Previous : 0.5%
Forecast : 0.5%

Definition :
Factory Order index measures the quantity of the raw materials that are required and recommended by factories during produce goods and products operation. Usually calculated by using two indexes, the durable goods and non durable goods, and issued monthly by US Ministry of Trade.

This indicator reflect the percentage change quantity of consumers demand of durable and non durable goods that produced by different factories.

Why is it useful?
In the case the factory orders index shows an increase in factory orders quantity that means increasing raw materials quantity that are needed by factories to complete and activate production operations in target to increase the produced quantity of durable and non durable goods. Accordingly factories will be able to accommodate increasing consumers' demand for goods and products which is moved by changes on their economic conditions such as income level, consumption and expenditures, then as a result factories production capacity will enhance and affect the entire economic circle positively leading to accelerated growth and strengthening the local currency.

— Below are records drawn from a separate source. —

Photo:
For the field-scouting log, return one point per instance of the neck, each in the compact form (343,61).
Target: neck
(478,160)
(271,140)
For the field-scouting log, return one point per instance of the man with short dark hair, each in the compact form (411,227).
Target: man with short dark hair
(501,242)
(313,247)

Factory orders has an effect on the currencies market significantly because it does reflect the production capacity for the entire economy, so the importance level for this indicator is considered moderate.

In respect of factory orders effect on the stock market in most cases it doesn't leave any obvious effect at stock indices, so if the factory orders percentage change rise it will leave a positive impact on industrial companies shares which affect the whole stock market positively, but it will be balanced with increasing consumers demand on different goods and products as an out come of changes in consumers directions to spend more money and increasing consumption levels instead of investing that amount of money in the stock market.